Jumat, 13 Desember 2019

Indonesia dan Norma Siber Dunia

KEJAHATAN SIBER
Indonesia dan Norma Siber Dunia

Oleh :  FITRIANI

KOMPAS, 13 Desember 2019


Awal Desember 2019 adalah waktu sibuk untuk diplomasi siber Indonesia. Tahun ini hingga 2021, Indonesia terpilih sebagai satu dari 25 negara yang duduk dalam pertemuan PBB untuk Kelompok Ahli Pemerintah di bidang Perkembangan Informasi dan Telekomunikasi dalam Konteks Keamanan Internasional (UNGGE).

Pertemuan pertama UNGGE akan berlangsung 9-13 Desember, didahului dengan pertemuan informal beberapa hari sebelumnya. Indonesia diwakili diplomat dari Direktorat Keamanan Internasional dan Perlucutan Senjata, Kementerian Luar Negeri, yang menegosiasikan bagaimana pengaturan ranah siber yang mulai dipersenjatai.
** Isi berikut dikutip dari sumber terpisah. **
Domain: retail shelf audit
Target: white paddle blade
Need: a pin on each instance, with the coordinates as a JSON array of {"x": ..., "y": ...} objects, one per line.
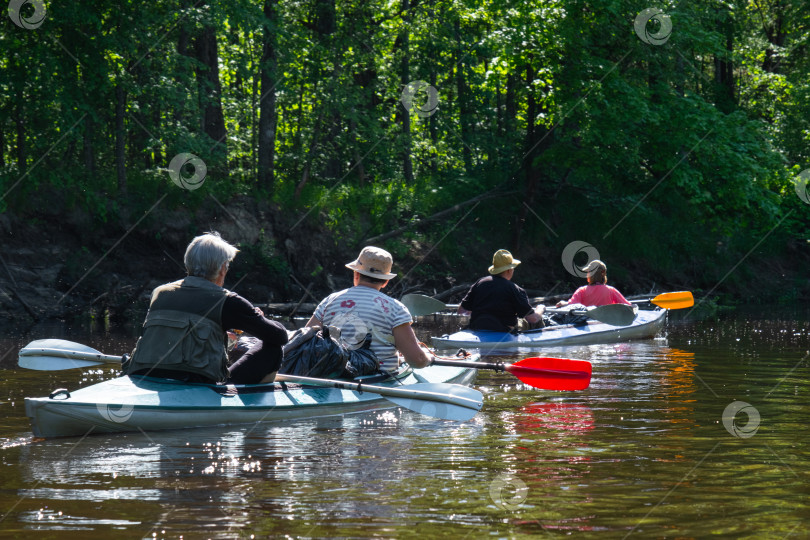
[
  {"x": 62, "y": 344},
  {"x": 458, "y": 403},
  {"x": 419, "y": 304},
  {"x": 54, "y": 363}
]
Namun, sebelum mengkaji lebih dalam negosiasi yang akan berlangsung di markas PBB New York, penting untuk menjabarkan alasan mengapa Indonesia perlu berperan dalam pembentukan norma dan aturan siber internasional.

Dampak bagi Indonesia

Sebagai negara kepulauan yang luas, penggunaan teknologi informasi dan telekomunikasi merupakan solusi menjembatani jarak fisik yang besar. Lebih lagi bahwa pemerintahan Presiden Jokowi sudah mengeluarkan peta jalan e-Government tahun 2016 yang akan meningkatkan pelayanan pemerintah melalui jalan digital.

Tulisan Litbang Kompas, September lalu, menyebutkan jumlah pengguna internet di Indonesia 171 juta atau 65 persen dari total penduduk, dan sudah menjangkau 79 persen kecamatan di seluruh Nusantara.

Jika Indonesia melingkupi seluruh daerah dengan teknologi digital, konsultan manajemen McKinsey mengestimasi pertumbuhan produk domestik bruto akan meningkat 10 persen atau 150 miliar dollar AS.

Sayangnya, investasi yang sering terlewat ketika melakukan proses digitalisasi adalah peningkatan kesadaran atas keamanan siber. Menurut data Badan Siber dan Sandi Negara (BSSN), selama 2018 Indonesia mengalami lebih dari 230 juta serangan siber yang kerugiannya mencapai Rp 478 triliun.

Jika dibandingkan dengan negara-negara di Asia Tenggara, AT Kearney berpendapat bahwa kemampuan keamanan siber Indonesia masih jauh di bawah Filipina, Thailand, Malaysia, apalagi Singapura, yang jika dibenahi sekarang baru dapat mencapai taraf aman pada 2025.

Tantangan Indonesia dalam meningkatkan kapasitas keamanan siber terletak pada kurangnya pengawasan kebijakan digital, rendahnya sebaran jumlah dan kualitas tenaga ahli, serta kurangnya kesadaran atas pentingnya keamanan siber, di mana salah satu dampaknya adalah banyak informasi akun yang mudah diretas serta relatif masih sedikit investasi yang mau dikeluarkan untuk membeli perangkat lunak asli.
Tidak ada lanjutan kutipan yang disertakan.